1. Ensayo Digitonina con mCherry expresan Salmonella (FACS basada en Análisis)

  1. Preparación de las bacterias
    Nota: Salmonella de tipo salvaje SL1344 (resistente a la estreptomicina) que expresa mCherry partir de un plásmido (que codifica pFPV mCherry bajo el promotor RPSM) se utiliza en este ensayo. La fagocitosis bacteriana y la proliferación donde no alterada por la expresión constitutiva de mCherry (datos no mostrados) 16.
    1. Inocular la cepa 1 día antes de la infección en 3 ml de medio LB suplementado con estreptomicina (90 mg / ml) y ampicilina (100 g / ml, mCherry vector que expresa) en un agitador a 37 ° CO / N.
  2. Plating células para la infección.
    1. BMDMs Semilla de tipo salvaje en una placa de 24 pocillos a una densidad de 1,25 x 10 5 células / pocillo en 1 ml de medio de macrófagos primaria (DMEM suplementado con 10% de suero de ternera fetal (FCS, inactivado por calor, 56 ° C, 30 min ), 1% HEPES, 1% de aminoácidos no esenciales (NEAA), 1% de L-glutamina y 10% L929 sobrenadante (medio de macrófagos factor estimulante de colonias (M-CSF acondicionado) producir células L929). Pozos de siembra de acuerdo con la Tabla 1 para dar cuenta de las condiciones individuales.
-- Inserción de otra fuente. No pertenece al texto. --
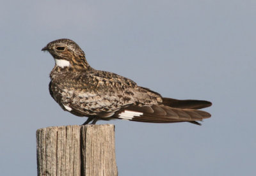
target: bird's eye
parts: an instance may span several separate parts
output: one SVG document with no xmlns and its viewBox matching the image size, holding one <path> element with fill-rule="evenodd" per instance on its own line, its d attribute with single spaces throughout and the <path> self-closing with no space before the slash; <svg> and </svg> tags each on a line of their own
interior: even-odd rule
<svg viewBox="0 0 256 176">
<path fill-rule="evenodd" d="M 63 50 L 64 50 L 65 47 L 58 47 L 56 48 L 56 49 L 57 49 L 58 50 L 59 50 L 59 51 L 63 51 Z"/>
</svg>

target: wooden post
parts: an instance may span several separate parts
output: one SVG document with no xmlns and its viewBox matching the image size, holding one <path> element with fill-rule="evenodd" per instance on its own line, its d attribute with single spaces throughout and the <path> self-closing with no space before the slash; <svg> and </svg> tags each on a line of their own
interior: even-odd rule
<svg viewBox="0 0 256 176">
<path fill-rule="evenodd" d="M 38 175 L 117 175 L 113 124 L 36 131 Z"/>
</svg>

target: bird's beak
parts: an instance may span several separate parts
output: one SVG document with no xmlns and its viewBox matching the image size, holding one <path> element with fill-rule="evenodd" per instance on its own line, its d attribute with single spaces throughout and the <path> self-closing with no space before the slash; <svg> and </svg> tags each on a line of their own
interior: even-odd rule
<svg viewBox="0 0 256 176">
<path fill-rule="evenodd" d="M 46 51 L 47 50 L 48 50 L 47 46 L 46 46 L 45 47 L 44 47 L 44 48 L 42 48 L 42 51 Z"/>
</svg>

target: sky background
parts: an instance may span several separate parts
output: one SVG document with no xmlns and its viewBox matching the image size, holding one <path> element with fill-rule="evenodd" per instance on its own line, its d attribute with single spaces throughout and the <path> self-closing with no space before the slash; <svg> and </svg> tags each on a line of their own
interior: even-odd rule
<svg viewBox="0 0 256 176">
<path fill-rule="evenodd" d="M 86 119 L 48 92 L 54 62 L 41 49 L 63 38 L 95 69 L 213 103 L 202 126 L 111 121 L 119 175 L 256 174 L 255 10 L 253 0 L 2 0 L 1 175 L 36 175 L 36 130 Z"/>
</svg>

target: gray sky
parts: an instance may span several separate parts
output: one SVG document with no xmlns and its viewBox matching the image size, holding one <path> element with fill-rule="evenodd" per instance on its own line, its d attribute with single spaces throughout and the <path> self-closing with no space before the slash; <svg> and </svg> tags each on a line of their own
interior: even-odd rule
<svg viewBox="0 0 256 176">
<path fill-rule="evenodd" d="M 164 97 L 209 100 L 202 126 L 116 120 L 120 175 L 256 173 L 255 1 L 2 1 L 1 175 L 35 175 L 36 129 L 81 124 L 48 92 L 56 39 Z M 104 122 L 100 122 L 102 124 Z"/>
</svg>

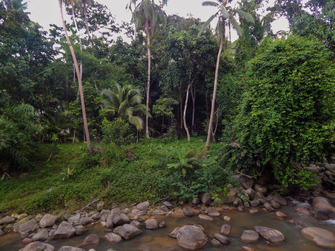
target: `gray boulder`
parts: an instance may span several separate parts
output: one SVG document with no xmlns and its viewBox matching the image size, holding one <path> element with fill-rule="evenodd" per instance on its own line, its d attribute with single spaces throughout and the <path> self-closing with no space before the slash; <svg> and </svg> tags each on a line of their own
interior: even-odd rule
<svg viewBox="0 0 335 251">
<path fill-rule="evenodd" d="M 139 234 L 142 231 L 130 224 L 125 224 L 119 230 L 119 234 L 126 240 L 132 238 Z"/>
<path fill-rule="evenodd" d="M 148 229 L 155 229 L 158 228 L 158 222 L 156 219 L 148 219 L 144 222 L 145 227 Z"/>
<path fill-rule="evenodd" d="M 46 228 L 43 228 L 37 232 L 36 235 L 32 237 L 32 241 L 45 241 L 49 237 L 49 231 Z"/>
<path fill-rule="evenodd" d="M 55 247 L 50 244 L 44 243 L 39 241 L 30 243 L 23 248 L 22 251 L 54 251 Z"/>
<path fill-rule="evenodd" d="M 197 249 L 204 246 L 208 238 L 200 229 L 194 226 L 182 227 L 177 233 L 179 246 L 190 249 Z"/>
<path fill-rule="evenodd" d="M 313 242 L 318 246 L 326 248 L 335 249 L 335 235 L 331 232 L 315 227 L 305 228 L 301 232 L 312 237 Z"/>
<path fill-rule="evenodd" d="M 105 236 L 105 238 L 110 242 L 120 242 L 122 238 L 119 235 L 114 233 L 109 233 Z"/>
<path fill-rule="evenodd" d="M 183 213 L 187 216 L 193 216 L 194 214 L 191 209 L 187 207 L 183 208 Z"/>
<path fill-rule="evenodd" d="M 214 238 L 225 245 L 229 244 L 230 242 L 230 240 L 228 237 L 221 234 L 215 234 L 214 235 Z"/>
<path fill-rule="evenodd" d="M 245 243 L 256 242 L 259 238 L 258 233 L 254 230 L 244 230 L 241 236 L 241 240 Z"/>
<path fill-rule="evenodd" d="M 281 233 L 273 228 L 256 226 L 254 227 L 254 230 L 267 241 L 275 244 L 281 242 L 284 239 Z"/>
<path fill-rule="evenodd" d="M 76 230 L 69 222 L 62 222 L 55 232 L 53 239 L 69 238 L 74 235 Z"/>
<path fill-rule="evenodd" d="M 150 203 L 149 201 L 141 202 L 137 204 L 136 208 L 140 210 L 147 210 L 150 208 Z"/>
<path fill-rule="evenodd" d="M 56 216 L 50 214 L 47 214 L 40 221 L 40 226 L 42 228 L 52 227 L 55 224 L 57 220 L 57 217 Z"/>
</svg>

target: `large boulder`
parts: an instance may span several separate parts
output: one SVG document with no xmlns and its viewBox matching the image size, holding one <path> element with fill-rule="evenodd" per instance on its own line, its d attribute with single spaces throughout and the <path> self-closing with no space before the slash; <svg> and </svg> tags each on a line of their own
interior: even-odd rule
<svg viewBox="0 0 335 251">
<path fill-rule="evenodd" d="M 335 235 L 331 232 L 315 227 L 303 229 L 302 232 L 312 237 L 317 245 L 326 248 L 335 249 Z"/>
<path fill-rule="evenodd" d="M 130 224 L 124 224 L 119 230 L 119 234 L 126 240 L 132 238 L 142 232 L 141 230 Z"/>
<path fill-rule="evenodd" d="M 84 241 L 79 245 L 79 247 L 82 248 L 91 245 L 96 245 L 99 244 L 100 242 L 100 240 L 98 236 L 94 234 L 92 234 L 85 238 Z"/>
<path fill-rule="evenodd" d="M 128 224 L 130 221 L 127 215 L 117 212 L 113 213 L 112 215 L 112 221 L 114 225 L 117 226 Z"/>
<path fill-rule="evenodd" d="M 74 235 L 76 230 L 69 222 L 62 222 L 55 232 L 53 239 L 69 238 Z"/>
<path fill-rule="evenodd" d="M 253 178 L 249 178 L 241 174 L 238 174 L 233 176 L 236 178 L 241 183 L 241 185 L 245 189 L 248 189 L 252 187 L 255 180 Z"/>
<path fill-rule="evenodd" d="M 194 226 L 184 226 L 178 231 L 177 240 L 179 246 L 189 249 L 203 247 L 208 238 L 200 228 Z"/>
<path fill-rule="evenodd" d="M 57 217 L 56 216 L 50 214 L 47 214 L 40 221 L 40 226 L 42 228 L 52 227 L 57 220 Z"/>
<path fill-rule="evenodd" d="M 44 243 L 39 241 L 35 241 L 28 244 L 22 251 L 54 251 L 55 247 L 50 244 Z"/>
<path fill-rule="evenodd" d="M 276 244 L 281 242 L 284 239 L 284 235 L 279 231 L 265 227 L 256 226 L 254 230 L 270 242 Z"/>
</svg>

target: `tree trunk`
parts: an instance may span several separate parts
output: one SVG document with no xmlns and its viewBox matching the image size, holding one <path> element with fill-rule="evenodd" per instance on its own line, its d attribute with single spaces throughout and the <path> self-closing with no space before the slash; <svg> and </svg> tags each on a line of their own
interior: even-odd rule
<svg viewBox="0 0 335 251">
<path fill-rule="evenodd" d="M 74 67 L 77 73 L 77 77 L 78 79 L 78 85 L 80 94 L 80 101 L 81 103 L 81 109 L 83 113 L 83 120 L 84 122 L 84 131 L 87 136 L 86 140 L 87 141 L 87 146 L 88 148 L 88 151 L 90 153 L 91 153 L 92 147 L 91 146 L 91 141 L 90 140 L 89 135 L 88 134 L 88 128 L 87 124 L 87 118 L 86 117 L 86 111 L 85 109 L 85 103 L 84 102 L 84 92 L 83 91 L 82 83 L 81 83 L 81 78 L 80 77 L 80 72 L 79 70 L 79 67 L 78 66 L 78 63 L 77 61 L 77 58 L 76 58 L 76 55 L 74 54 L 74 51 L 73 50 L 73 48 L 72 46 L 72 44 L 71 43 L 71 41 L 70 40 L 70 38 L 69 37 L 69 35 L 67 34 L 67 31 L 66 30 L 66 27 L 65 26 L 65 22 L 64 21 L 64 17 L 63 16 L 63 10 L 62 8 L 62 0 L 58 0 L 58 3 L 59 5 L 59 10 L 61 13 L 61 17 L 62 18 L 62 22 L 63 23 L 63 30 L 65 33 L 65 37 L 66 38 L 66 41 L 67 41 L 67 43 L 69 45 L 70 51 L 71 52 L 71 55 L 72 55 L 72 58 L 73 59 Z"/>
<path fill-rule="evenodd" d="M 185 130 L 186 131 L 186 134 L 187 135 L 187 141 L 189 143 L 190 143 L 191 139 L 190 137 L 190 133 L 189 132 L 188 128 L 187 128 L 187 126 L 186 126 L 186 108 L 187 107 L 187 101 L 188 100 L 189 91 L 192 83 L 192 82 L 190 81 L 189 82 L 188 85 L 187 86 L 187 90 L 186 91 L 186 100 L 185 100 L 185 106 L 184 107 L 184 114 L 183 117 L 183 120 L 184 121 L 184 127 L 185 128 Z"/>
<path fill-rule="evenodd" d="M 217 75 L 219 72 L 219 64 L 220 63 L 220 56 L 222 51 L 222 45 L 223 42 L 223 33 L 221 35 L 221 38 L 220 41 L 220 48 L 219 52 L 217 54 L 217 58 L 216 59 L 216 66 L 215 68 L 215 76 L 214 78 L 214 88 L 213 91 L 213 98 L 212 99 L 212 108 L 211 109 L 210 118 L 209 119 L 209 123 L 208 124 L 208 131 L 207 134 L 207 141 L 206 141 L 206 147 L 209 147 L 209 141 L 210 140 L 210 135 L 212 132 L 212 127 L 213 126 L 213 118 L 214 116 L 214 106 L 215 105 L 215 98 L 216 95 L 216 87 L 217 86 Z"/>
<path fill-rule="evenodd" d="M 147 44 L 148 45 L 148 83 L 147 84 L 147 101 L 146 109 L 149 111 L 149 99 L 150 88 L 150 69 L 151 66 L 151 53 L 150 52 L 150 34 L 149 32 L 149 23 L 148 21 L 145 22 L 145 29 L 146 30 Z M 148 114 L 145 115 L 145 137 L 149 138 L 149 121 Z"/>
</svg>

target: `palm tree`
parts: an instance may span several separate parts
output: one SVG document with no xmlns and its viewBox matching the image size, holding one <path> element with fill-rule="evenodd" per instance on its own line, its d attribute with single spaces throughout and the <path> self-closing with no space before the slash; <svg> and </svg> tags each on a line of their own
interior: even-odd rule
<svg viewBox="0 0 335 251">
<path fill-rule="evenodd" d="M 59 5 L 59 9 L 61 13 L 61 17 L 62 18 L 62 22 L 63 23 L 63 30 L 65 33 L 65 36 L 70 50 L 71 52 L 72 58 L 73 60 L 73 63 L 74 64 L 74 68 L 76 69 L 76 73 L 77 73 L 77 77 L 78 79 L 78 88 L 79 90 L 80 94 L 80 101 L 81 103 L 81 110 L 83 113 L 83 120 L 84 122 L 84 130 L 86 135 L 86 140 L 87 141 L 87 146 L 88 147 L 88 151 L 90 153 L 92 152 L 92 147 L 91 146 L 91 141 L 89 139 L 89 135 L 88 134 L 88 128 L 87 124 L 87 118 L 86 117 L 86 111 L 85 109 L 85 103 L 84 102 L 84 92 L 83 91 L 82 83 L 81 82 L 81 77 L 80 76 L 80 72 L 79 71 L 79 67 L 78 66 L 78 63 L 77 61 L 76 55 L 74 53 L 74 50 L 72 46 L 72 44 L 70 40 L 69 35 L 67 33 L 67 30 L 65 25 L 65 22 L 64 21 L 64 17 L 63 14 L 63 9 L 62 8 L 62 0 L 58 0 L 58 3 Z"/>
<path fill-rule="evenodd" d="M 143 128 L 143 120 L 136 115 L 144 114 L 151 116 L 148 107 L 142 103 L 143 96 L 140 90 L 133 89 L 130 85 L 122 86 L 117 83 L 101 92 L 106 99 L 102 101 L 104 111 L 108 114 L 119 116 L 127 120 L 137 130 Z"/>
<path fill-rule="evenodd" d="M 213 118 L 214 116 L 214 106 L 215 104 L 215 98 L 216 93 L 216 87 L 217 86 L 217 75 L 219 71 L 219 64 L 220 62 L 220 56 L 222 51 L 222 45 L 225 45 L 225 28 L 226 26 L 230 26 L 237 32 L 239 35 L 243 35 L 242 29 L 240 27 L 237 21 L 234 17 L 232 13 L 237 13 L 241 17 L 246 19 L 249 22 L 254 23 L 255 21 L 252 16 L 241 10 L 232 9 L 230 6 L 227 6 L 228 3 L 230 3 L 231 0 L 217 0 L 218 3 L 214 2 L 205 1 L 201 4 L 203 6 L 213 6 L 216 7 L 217 11 L 212 15 L 208 20 L 206 21 L 202 25 L 199 31 L 198 35 L 200 36 L 202 31 L 209 25 L 211 22 L 216 17 L 218 17 L 218 20 L 215 28 L 216 35 L 217 38 L 217 41 L 220 45 L 219 52 L 217 54 L 216 59 L 216 66 L 215 68 L 215 76 L 214 78 L 214 87 L 213 92 L 213 98 L 212 100 L 212 108 L 211 109 L 210 118 L 208 125 L 208 131 L 207 134 L 207 141 L 206 146 L 208 148 L 209 147 L 209 141 L 210 140 L 211 134 L 213 126 Z"/>
<path fill-rule="evenodd" d="M 168 0 L 162 0 L 163 4 L 166 5 Z M 148 82 L 146 86 L 147 111 L 145 115 L 145 135 L 149 137 L 148 115 L 149 99 L 150 88 L 150 68 L 151 54 L 150 51 L 150 32 L 152 34 L 159 28 L 159 22 L 165 27 L 166 25 L 165 14 L 159 6 L 153 0 L 142 0 L 135 8 L 133 13 L 132 22 L 134 23 L 137 29 L 143 27 L 145 31 L 148 47 Z"/>
</svg>

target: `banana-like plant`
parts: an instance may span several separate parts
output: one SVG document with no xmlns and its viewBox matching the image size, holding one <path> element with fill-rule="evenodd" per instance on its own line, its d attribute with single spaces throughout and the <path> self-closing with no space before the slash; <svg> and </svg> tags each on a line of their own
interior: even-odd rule
<svg viewBox="0 0 335 251">
<path fill-rule="evenodd" d="M 186 175 L 186 170 L 184 167 L 192 168 L 193 167 L 191 164 L 188 164 L 187 162 L 190 160 L 193 159 L 193 158 L 189 158 L 188 156 L 189 152 L 186 152 L 185 150 L 185 148 L 183 147 L 181 150 L 179 151 L 175 147 L 171 147 L 171 150 L 173 153 L 175 157 L 179 160 L 179 162 L 178 163 L 173 163 L 170 164 L 168 164 L 166 165 L 169 167 L 169 168 L 171 167 L 174 167 L 177 169 L 179 167 L 182 167 L 182 174 L 184 176 Z"/>
</svg>

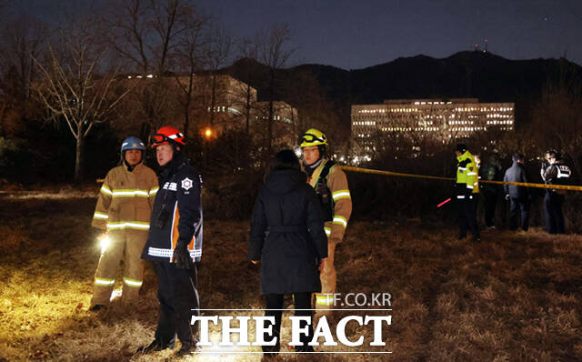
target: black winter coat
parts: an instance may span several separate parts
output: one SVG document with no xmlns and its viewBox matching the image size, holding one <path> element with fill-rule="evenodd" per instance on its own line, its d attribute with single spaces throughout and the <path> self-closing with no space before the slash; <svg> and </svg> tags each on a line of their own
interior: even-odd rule
<svg viewBox="0 0 582 362">
<path fill-rule="evenodd" d="M 514 162 L 511 167 L 506 171 L 506 176 L 503 177 L 505 182 L 527 182 L 527 176 L 526 176 L 526 167 L 519 162 Z M 511 198 L 525 198 L 527 197 L 527 187 L 517 186 L 515 185 L 504 185 L 506 195 L 509 195 Z"/>
<path fill-rule="evenodd" d="M 321 205 L 298 170 L 271 172 L 253 208 L 248 258 L 261 261 L 261 294 L 319 292 L 327 257 Z"/>
</svg>

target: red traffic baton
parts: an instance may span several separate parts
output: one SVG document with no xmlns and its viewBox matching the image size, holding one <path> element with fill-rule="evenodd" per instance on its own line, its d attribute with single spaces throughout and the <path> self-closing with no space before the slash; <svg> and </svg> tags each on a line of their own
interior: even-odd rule
<svg viewBox="0 0 582 362">
<path fill-rule="evenodd" d="M 449 202 L 450 200 L 451 200 L 451 197 L 448 197 L 447 200 L 445 200 L 445 201 L 443 201 L 442 203 L 438 204 L 438 205 L 436 206 L 436 207 L 440 207 L 440 206 L 442 206 L 443 205 L 447 204 L 447 202 Z"/>
</svg>

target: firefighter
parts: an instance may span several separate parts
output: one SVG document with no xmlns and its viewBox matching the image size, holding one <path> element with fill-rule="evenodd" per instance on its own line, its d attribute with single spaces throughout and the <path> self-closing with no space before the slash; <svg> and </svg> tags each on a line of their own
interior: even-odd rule
<svg viewBox="0 0 582 362">
<path fill-rule="evenodd" d="M 546 163 L 542 164 L 541 176 L 547 185 L 567 185 L 572 174 L 570 167 L 562 161 L 559 152 L 546 152 Z M 549 234 L 564 234 L 564 215 L 562 204 L 566 190 L 546 189 L 544 212 L 546 214 L 546 231 Z"/>
<path fill-rule="evenodd" d="M 147 240 L 149 216 L 158 189 L 156 173 L 143 164 L 146 146 L 137 137 L 121 145 L 121 165 L 103 183 L 92 226 L 104 230 L 101 257 L 95 274 L 92 311 L 109 305 L 119 262 L 125 256 L 122 303 L 134 303 L 143 283 L 140 258 Z M 108 241 L 108 243 L 107 243 Z"/>
<path fill-rule="evenodd" d="M 467 237 L 467 227 L 473 235 L 473 241 L 481 240 L 477 224 L 476 207 L 479 192 L 478 170 L 473 155 L 464 144 L 457 145 L 457 184 L 455 196 L 458 206 L 458 238 Z"/>
<path fill-rule="evenodd" d="M 153 141 L 160 190 L 142 257 L 152 262 L 157 275 L 160 310 L 154 341 L 137 352 L 173 348 L 177 335 L 182 347 L 176 356 L 184 356 L 195 352 L 197 343 L 190 320 L 199 307 L 195 263 L 202 256 L 202 178 L 183 153 L 180 131 L 164 126 Z"/>
<path fill-rule="evenodd" d="M 323 206 L 325 231 L 327 236 L 327 261 L 321 270 L 321 293 L 316 294 L 316 317 L 329 315 L 336 292 L 334 253 L 344 238 L 352 213 L 352 198 L 347 178 L 341 167 L 326 156 L 327 138 L 321 131 L 311 128 L 299 137 L 303 166 L 307 182 L 316 190 Z"/>
</svg>

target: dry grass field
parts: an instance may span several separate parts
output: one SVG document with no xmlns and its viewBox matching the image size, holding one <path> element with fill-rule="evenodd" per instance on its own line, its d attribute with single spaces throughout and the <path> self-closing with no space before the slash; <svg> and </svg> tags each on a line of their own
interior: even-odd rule
<svg viewBox="0 0 582 362">
<path fill-rule="evenodd" d="M 0 361 L 172 359 L 170 351 L 134 353 L 151 341 L 156 327 L 151 268 L 136 307 L 124 309 L 114 299 L 106 311 L 87 310 L 99 257 L 90 227 L 95 198 L 67 195 L 0 196 Z M 258 269 L 246 259 L 247 233 L 246 222 L 206 222 L 198 280 L 203 308 L 262 307 Z M 452 226 L 352 223 L 336 252 L 338 292 L 392 295 L 386 346 L 317 350 L 393 353 L 289 354 L 274 360 L 582 360 L 582 237 L 495 231 L 471 244 L 456 235 Z M 365 313 L 336 312 L 331 325 L 351 314 Z M 349 338 L 363 334 L 371 341 L 370 328 L 349 326 Z M 258 354 L 222 352 L 182 359 L 260 360 Z"/>
</svg>

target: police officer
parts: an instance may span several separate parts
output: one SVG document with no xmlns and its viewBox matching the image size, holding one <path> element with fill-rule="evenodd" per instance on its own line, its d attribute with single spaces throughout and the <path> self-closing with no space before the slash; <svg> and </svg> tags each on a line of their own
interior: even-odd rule
<svg viewBox="0 0 582 362">
<path fill-rule="evenodd" d="M 196 350 L 190 320 L 199 306 L 195 261 L 202 256 L 202 179 L 188 165 L 184 146 L 184 135 L 174 127 L 154 136 L 160 190 L 142 257 L 152 261 L 157 275 L 160 311 L 156 339 L 137 352 L 173 348 L 176 335 L 182 343 L 177 356 Z"/>
<path fill-rule="evenodd" d="M 542 164 L 541 176 L 547 185 L 567 185 L 570 175 L 570 167 L 566 165 L 559 152 L 548 150 L 546 152 L 547 164 Z M 546 214 L 546 231 L 549 234 L 564 234 L 564 215 L 562 214 L 562 204 L 566 190 L 557 190 L 554 188 L 546 189 L 544 198 L 544 212 Z"/>
<path fill-rule="evenodd" d="M 341 167 L 326 156 L 327 138 L 316 128 L 308 129 L 299 137 L 303 166 L 307 182 L 316 190 L 325 213 L 325 231 L 327 235 L 327 261 L 320 274 L 321 293 L 316 294 L 316 317 L 328 315 L 334 304 L 336 291 L 336 246 L 344 238 L 352 213 L 352 198 L 347 177 Z"/>
<path fill-rule="evenodd" d="M 458 206 L 458 238 L 467 237 L 467 229 L 471 231 L 473 241 L 481 240 L 477 224 L 476 203 L 479 192 L 478 170 L 473 155 L 464 144 L 457 145 L 457 183 L 455 196 Z"/>
<path fill-rule="evenodd" d="M 101 257 L 95 273 L 90 310 L 109 305 L 119 262 L 124 259 L 124 287 L 121 295 L 125 306 L 139 297 L 144 277 L 140 255 L 149 229 L 149 217 L 157 177 L 143 163 L 146 146 L 130 136 L 121 144 L 121 165 L 112 168 L 101 186 L 92 226 L 103 230 Z"/>
</svg>

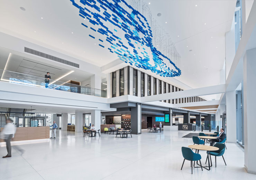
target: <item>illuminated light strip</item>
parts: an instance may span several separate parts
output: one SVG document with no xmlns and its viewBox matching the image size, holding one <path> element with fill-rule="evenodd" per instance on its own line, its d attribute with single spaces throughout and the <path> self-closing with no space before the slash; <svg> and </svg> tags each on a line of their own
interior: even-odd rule
<svg viewBox="0 0 256 180">
<path fill-rule="evenodd" d="M 2 80 L 2 78 L 3 76 L 3 74 L 4 74 L 4 72 L 5 72 L 5 71 L 6 70 L 6 69 L 7 68 L 6 67 L 7 66 L 7 64 L 8 64 L 8 62 L 9 61 L 9 59 L 10 59 L 10 57 L 11 56 L 11 53 L 10 53 L 9 54 L 9 56 L 8 56 L 8 59 L 7 59 L 7 61 L 6 61 L 6 64 L 5 64 L 5 66 L 4 66 L 4 68 L 3 69 L 4 70 L 3 70 L 3 74 L 2 75 L 2 77 L 1 77 L 1 80 Z"/>
<path fill-rule="evenodd" d="M 68 81 L 70 81 L 70 80 L 68 80 L 66 82 L 65 82 L 65 83 L 63 83 L 62 84 L 61 84 L 60 85 L 58 85 L 58 86 L 57 86 L 57 87 L 54 87 L 54 88 L 53 89 L 55 89 L 55 88 L 57 88 L 57 87 L 60 87 L 60 86 L 62 86 L 62 85 L 63 85 L 63 84 L 66 84 L 66 83 L 67 83 L 67 82 L 68 82 Z"/>
<path fill-rule="evenodd" d="M 40 86 L 40 85 L 37 85 L 37 84 L 33 84 L 27 83 L 24 83 L 23 82 L 19 82 L 18 81 L 15 81 L 14 80 L 9 80 L 9 79 L 5 79 L 1 78 L 1 80 L 2 80 L 3 81 L 7 81 L 8 82 L 12 82 L 13 83 L 19 83 L 19 84 L 27 84 L 27 85 L 29 85 L 30 86 L 38 86 L 38 87 L 44 87 L 44 88 L 45 87 L 44 86 Z"/>
<path fill-rule="evenodd" d="M 56 82 L 56 81 L 57 81 L 57 80 L 59 80 L 60 79 L 62 79 L 62 78 L 63 78 L 63 77 L 64 77 L 66 76 L 67 76 L 67 75 L 68 75 L 69 74 L 71 74 L 71 73 L 73 73 L 73 72 L 74 72 L 74 70 L 72 70 L 72 71 L 71 71 L 70 72 L 69 72 L 69 73 L 67 73 L 67 74 L 65 74 L 65 75 L 64 75 L 64 76 L 61 76 L 61 77 L 60 77 L 60 78 L 59 78 L 58 79 L 56 79 L 56 80 L 54 80 L 54 81 L 53 81 L 53 82 L 51 82 L 51 83 L 50 83 L 50 84 L 49 84 L 49 85 L 51 85 L 51 84 L 53 84 L 53 83 L 55 83 L 55 82 Z"/>
</svg>

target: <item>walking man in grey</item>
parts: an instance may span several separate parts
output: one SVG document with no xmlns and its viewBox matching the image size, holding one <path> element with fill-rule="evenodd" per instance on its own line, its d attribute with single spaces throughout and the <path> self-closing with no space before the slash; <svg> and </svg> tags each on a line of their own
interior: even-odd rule
<svg viewBox="0 0 256 180">
<path fill-rule="evenodd" d="M 6 143 L 6 149 L 7 150 L 7 155 L 3 157 L 3 158 L 11 157 L 11 140 L 13 139 L 14 134 L 16 132 L 16 127 L 14 126 L 14 125 L 11 123 L 11 119 L 7 119 L 6 125 L 1 133 L 1 139 L 3 139 Z"/>
<path fill-rule="evenodd" d="M 53 138 L 54 139 L 56 139 L 56 130 L 57 127 L 58 127 L 58 126 L 55 123 L 55 121 L 53 121 L 53 124 L 51 126 L 50 126 L 50 127 L 53 127 L 53 130 L 52 131 L 52 137 L 50 139 L 52 139 Z"/>
</svg>

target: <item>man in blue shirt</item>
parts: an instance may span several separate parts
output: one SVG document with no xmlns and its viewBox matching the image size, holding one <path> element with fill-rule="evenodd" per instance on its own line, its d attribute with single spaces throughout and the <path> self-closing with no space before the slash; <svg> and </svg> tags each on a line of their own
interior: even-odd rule
<svg viewBox="0 0 256 180">
<path fill-rule="evenodd" d="M 53 121 L 53 124 L 50 126 L 50 127 L 52 126 L 53 127 L 53 130 L 52 131 L 52 137 L 50 139 L 53 139 L 53 139 L 56 139 L 56 130 L 57 129 L 57 128 L 58 127 L 58 126 L 55 123 L 55 121 Z"/>
</svg>

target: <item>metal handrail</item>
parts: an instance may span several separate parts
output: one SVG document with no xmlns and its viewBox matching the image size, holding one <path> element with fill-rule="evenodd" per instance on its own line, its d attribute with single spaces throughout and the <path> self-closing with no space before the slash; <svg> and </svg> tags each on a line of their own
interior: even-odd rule
<svg viewBox="0 0 256 180">
<path fill-rule="evenodd" d="M 51 79 L 48 83 L 45 81 L 46 78 L 43 77 L 0 69 L 1 70 L 3 71 L 0 76 L 1 81 L 106 97 L 106 91 L 54 79 Z"/>
</svg>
Añadir cubreobjetos a los pocillos usados ​​como controles (Tabla 1).
    2. Se incuban las células durante la noche en una incubadora a 37 ° C y 5% de CO 2.
Permeabilización La tinción
Cubreobjetos de cristal Salmonela Digitonina La saponina anti-Salmonella anti-calnexina anti-PDI
A1 (muestra) - / + * + + +
A2 (muestra) - / + * + + +
A3 (muestra) - / + * + + +
A4 (sin control de permeabilización) - / + * + +
A5 (control completo permeabilización) - / + * + + +
B1 (manchado de calnexina) + +
B2 (manchado de calnexina) + + +
B3 (manchado de calnexina) + + +
C1 (manchadopara PDI) + +
C2 (manchado para PDI) + + +
C3 (manchado para PDI) + + +

Tabla 1: esquema de la galjanoplastia de macrófagos derivados de médula ósea (BMDMs) en un formato de 24 pocillos para la posterior infección con Salmonella, la permeabilización y tinción * Dependiendo de si el protocolo 1 o protocolo 2 se hace..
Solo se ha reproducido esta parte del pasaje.